Norn sometimes provides useful information... sometimes. Norn sometimes provides useful information... sometimes.

   As Ragnarok's difficulty gradually ramps up, one way to combat problems of monotony is to utilize combos and the two types of attacks: standard and knockback. Players can combine these with ACE skills that can be purchased from the hub and mapped to the L1 + face buttons. The more combos players create, the easier of a time they will have in missions. Players are also only allowed three types of potions that can be equipped for each mission, so understanding each of their properties is a must so that they can be well utilized in combat. Once ACE skills and potions are selected, they cannot be changed mid-mission.

   While the Vita version supports tap features for potions and ACE skills, the PlayStation 3 version will definitely have players crunching their fingers on the controller to ensure they are holding down all the required buttons to make an action occur. This can be uncomfortable at times, and the button mapping is more complicated than it needed to be.

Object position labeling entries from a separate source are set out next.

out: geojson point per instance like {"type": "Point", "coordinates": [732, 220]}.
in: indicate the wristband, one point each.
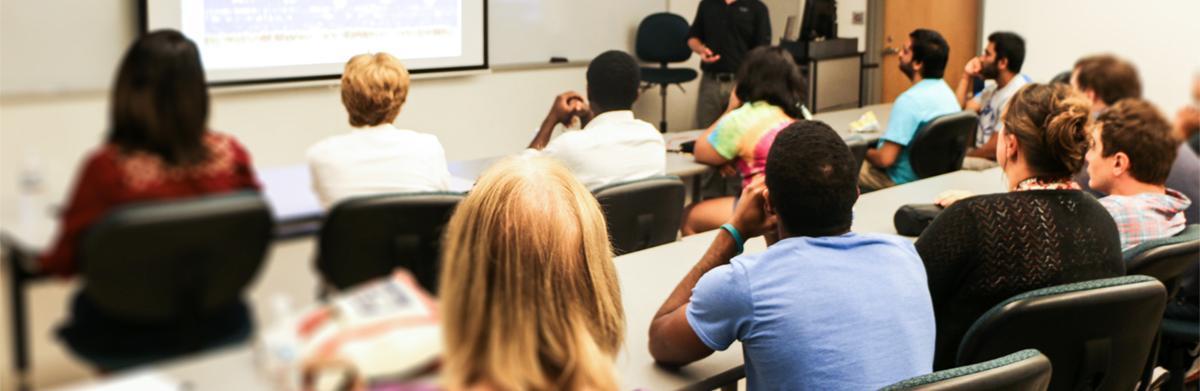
{"type": "Point", "coordinates": [737, 236]}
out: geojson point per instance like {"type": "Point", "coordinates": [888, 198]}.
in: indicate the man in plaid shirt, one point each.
{"type": "Point", "coordinates": [1131, 155]}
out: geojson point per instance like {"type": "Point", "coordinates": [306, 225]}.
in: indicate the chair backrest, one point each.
{"type": "Point", "coordinates": [1170, 259]}
{"type": "Point", "coordinates": [1098, 334]}
{"type": "Point", "coordinates": [941, 145]}
{"type": "Point", "coordinates": [1024, 371]}
{"type": "Point", "coordinates": [858, 148]}
{"type": "Point", "coordinates": [369, 236]}
{"type": "Point", "coordinates": [663, 37]}
{"type": "Point", "coordinates": [175, 259]}
{"type": "Point", "coordinates": [643, 212]}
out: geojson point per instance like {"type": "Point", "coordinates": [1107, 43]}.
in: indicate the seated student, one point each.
{"type": "Point", "coordinates": [923, 60]}
{"type": "Point", "coordinates": [1107, 79]}
{"type": "Point", "coordinates": [159, 146]}
{"type": "Point", "coordinates": [1129, 158]}
{"type": "Point", "coordinates": [1000, 62]}
{"type": "Point", "coordinates": [1044, 232]}
{"type": "Point", "coordinates": [823, 308]}
{"type": "Point", "coordinates": [376, 157]}
{"type": "Point", "coordinates": [613, 145]}
{"type": "Point", "coordinates": [767, 98]}
{"type": "Point", "coordinates": [529, 298]}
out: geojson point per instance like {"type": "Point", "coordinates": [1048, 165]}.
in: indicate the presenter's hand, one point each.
{"type": "Point", "coordinates": [972, 68]}
{"type": "Point", "coordinates": [751, 217]}
{"type": "Point", "coordinates": [567, 106]}
{"type": "Point", "coordinates": [708, 56]}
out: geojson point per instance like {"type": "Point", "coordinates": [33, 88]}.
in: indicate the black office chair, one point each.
{"type": "Point", "coordinates": [1023, 371]}
{"type": "Point", "coordinates": [941, 145]}
{"type": "Point", "coordinates": [1167, 259]}
{"type": "Point", "coordinates": [663, 38]}
{"type": "Point", "coordinates": [166, 278]}
{"type": "Point", "coordinates": [643, 212]}
{"type": "Point", "coordinates": [1098, 334]}
{"type": "Point", "coordinates": [858, 148]}
{"type": "Point", "coordinates": [367, 238]}
{"type": "Point", "coordinates": [1174, 262]}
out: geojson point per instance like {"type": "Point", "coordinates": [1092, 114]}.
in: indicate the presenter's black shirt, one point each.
{"type": "Point", "coordinates": [730, 30]}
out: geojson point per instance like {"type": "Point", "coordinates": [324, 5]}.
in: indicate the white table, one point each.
{"type": "Point", "coordinates": [647, 277]}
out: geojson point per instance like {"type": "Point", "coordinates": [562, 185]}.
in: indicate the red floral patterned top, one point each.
{"type": "Point", "coordinates": [112, 178]}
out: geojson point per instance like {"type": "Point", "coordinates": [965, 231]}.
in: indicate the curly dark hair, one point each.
{"type": "Point", "coordinates": [811, 179]}
{"type": "Point", "coordinates": [769, 74]}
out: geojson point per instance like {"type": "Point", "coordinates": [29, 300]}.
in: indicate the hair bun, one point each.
{"type": "Point", "coordinates": [1067, 130]}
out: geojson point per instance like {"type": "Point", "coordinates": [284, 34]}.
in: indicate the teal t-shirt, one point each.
{"type": "Point", "coordinates": [921, 103]}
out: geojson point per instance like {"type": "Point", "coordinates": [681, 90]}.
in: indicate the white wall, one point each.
{"type": "Point", "coordinates": [1162, 37]}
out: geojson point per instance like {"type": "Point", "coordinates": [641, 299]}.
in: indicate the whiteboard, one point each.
{"type": "Point", "coordinates": [532, 31]}
{"type": "Point", "coordinates": [71, 46]}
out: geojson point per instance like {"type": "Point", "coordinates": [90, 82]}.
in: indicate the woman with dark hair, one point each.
{"type": "Point", "coordinates": [769, 96]}
{"type": "Point", "coordinates": [1043, 232]}
{"type": "Point", "coordinates": [157, 148]}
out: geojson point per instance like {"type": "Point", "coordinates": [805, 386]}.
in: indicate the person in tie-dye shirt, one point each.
{"type": "Point", "coordinates": [767, 98]}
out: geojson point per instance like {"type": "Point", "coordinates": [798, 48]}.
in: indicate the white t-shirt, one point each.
{"type": "Point", "coordinates": [991, 104]}
{"type": "Point", "coordinates": [375, 161]}
{"type": "Point", "coordinates": [613, 146]}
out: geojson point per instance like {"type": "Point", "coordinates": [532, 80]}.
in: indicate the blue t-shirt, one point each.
{"type": "Point", "coordinates": [847, 312]}
{"type": "Point", "coordinates": [921, 103]}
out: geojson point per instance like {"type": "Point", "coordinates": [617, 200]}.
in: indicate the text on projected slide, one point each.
{"type": "Point", "coordinates": [246, 34]}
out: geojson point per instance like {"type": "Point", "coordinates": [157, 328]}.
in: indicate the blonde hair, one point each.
{"type": "Point", "coordinates": [528, 292]}
{"type": "Point", "coordinates": [373, 89]}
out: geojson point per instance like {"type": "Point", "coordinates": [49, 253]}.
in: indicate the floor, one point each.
{"type": "Point", "coordinates": [47, 301]}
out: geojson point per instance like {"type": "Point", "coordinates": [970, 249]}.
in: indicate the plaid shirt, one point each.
{"type": "Point", "coordinates": [1147, 216]}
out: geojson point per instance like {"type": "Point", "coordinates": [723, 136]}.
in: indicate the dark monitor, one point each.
{"type": "Point", "coordinates": [820, 20]}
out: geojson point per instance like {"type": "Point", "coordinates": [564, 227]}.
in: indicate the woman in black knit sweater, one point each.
{"type": "Point", "coordinates": [1044, 232]}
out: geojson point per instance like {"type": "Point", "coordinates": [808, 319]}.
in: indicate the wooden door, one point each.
{"type": "Point", "coordinates": [958, 20]}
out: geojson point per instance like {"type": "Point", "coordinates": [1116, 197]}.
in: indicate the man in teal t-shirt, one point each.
{"type": "Point", "coordinates": [923, 60]}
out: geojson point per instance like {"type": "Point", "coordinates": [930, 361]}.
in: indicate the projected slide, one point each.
{"type": "Point", "coordinates": [287, 38]}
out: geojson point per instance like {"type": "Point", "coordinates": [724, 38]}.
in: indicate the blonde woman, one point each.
{"type": "Point", "coordinates": [376, 156]}
{"type": "Point", "coordinates": [529, 296]}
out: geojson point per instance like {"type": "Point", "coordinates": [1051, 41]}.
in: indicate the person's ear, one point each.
{"type": "Point", "coordinates": [1120, 163]}
{"type": "Point", "coordinates": [1011, 146]}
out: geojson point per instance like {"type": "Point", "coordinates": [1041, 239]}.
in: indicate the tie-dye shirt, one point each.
{"type": "Point", "coordinates": [745, 134]}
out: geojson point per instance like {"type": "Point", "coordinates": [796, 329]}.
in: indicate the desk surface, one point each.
{"type": "Point", "coordinates": [647, 278]}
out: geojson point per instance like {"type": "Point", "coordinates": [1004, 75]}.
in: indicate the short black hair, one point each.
{"type": "Point", "coordinates": [160, 100]}
{"type": "Point", "coordinates": [613, 78]}
{"type": "Point", "coordinates": [811, 179]}
{"type": "Point", "coordinates": [769, 74]}
{"type": "Point", "coordinates": [1011, 47]}
{"type": "Point", "coordinates": [931, 50]}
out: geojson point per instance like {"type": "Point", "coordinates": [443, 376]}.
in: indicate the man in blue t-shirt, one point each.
{"type": "Point", "coordinates": [923, 60]}
{"type": "Point", "coordinates": [822, 308]}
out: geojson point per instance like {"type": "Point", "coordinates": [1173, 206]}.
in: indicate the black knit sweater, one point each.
{"type": "Point", "coordinates": [984, 250]}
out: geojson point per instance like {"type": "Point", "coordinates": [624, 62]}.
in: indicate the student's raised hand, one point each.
{"type": "Point", "coordinates": [567, 104]}
{"type": "Point", "coordinates": [972, 68]}
{"type": "Point", "coordinates": [750, 217]}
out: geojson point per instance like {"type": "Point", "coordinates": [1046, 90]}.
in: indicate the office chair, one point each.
{"type": "Point", "coordinates": [941, 145]}
{"type": "Point", "coordinates": [369, 236]}
{"type": "Point", "coordinates": [642, 212]}
{"type": "Point", "coordinates": [1023, 371]}
{"type": "Point", "coordinates": [1097, 334]}
{"type": "Point", "coordinates": [166, 278]}
{"type": "Point", "coordinates": [663, 38]}
{"type": "Point", "coordinates": [1173, 260]}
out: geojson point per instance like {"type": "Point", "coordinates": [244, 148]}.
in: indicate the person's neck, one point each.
{"type": "Point", "coordinates": [1017, 173]}
{"type": "Point", "coordinates": [1003, 78]}
{"type": "Point", "coordinates": [1134, 187]}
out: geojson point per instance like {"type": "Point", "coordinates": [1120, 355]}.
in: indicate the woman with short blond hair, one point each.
{"type": "Point", "coordinates": [376, 156]}
{"type": "Point", "coordinates": [529, 296]}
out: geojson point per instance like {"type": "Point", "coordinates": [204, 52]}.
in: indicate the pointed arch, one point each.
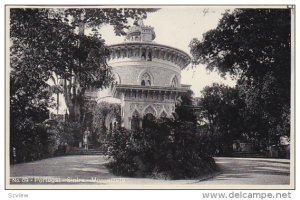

That's not to say that that the interface is awful, it just takes some getting used to. There's also not much extra to be found within this new packaging, as the ACE edition essentially offers all of the original game's DLC, a few new dungeons, rebalanced gameplay and an extra episode after the ending. The one real benefit is being able to import your save from the original game into ACE.

   In terms of visuals, ACE is vibrant and full of life. Unfortunately, the PlayStation 3 version suffers from a lot of graphical missteps, most notably clipping. Since this version is also an upscale of the Vita version, a lot of the graphics look as though they needed to be smoothed out and cleaned up, as it's rough looking and unrefined. ACE's soundtrack, however, isn't half-bad, and players can purchase new tracks to listen to through the item shop. There's not a lot of variety in the score, but it's serviceable nonetheless.

   Ragnarok Odyssey ACE is a good game to play in bursts because it doesn't demand a lot of one's attention or time. It's even more enjoyable when you have a friend to share it with. Unfortunately, there's just not enough variety in terms of missions or gameplay to keep the game engaging. ACE is a likeable game, but does nothing to make itself distinctive from games like Gods Eater Burst or Monster Hunter. If anything, the game is best enjoyed in co-op, because that is where it shines. ACE may not be top-tier in its class, but it's a solid title for those in need of a mindless hack n' slash title, but don't want a heavy time investment. It's just such a shame how shallow the gameplay and mission structure are.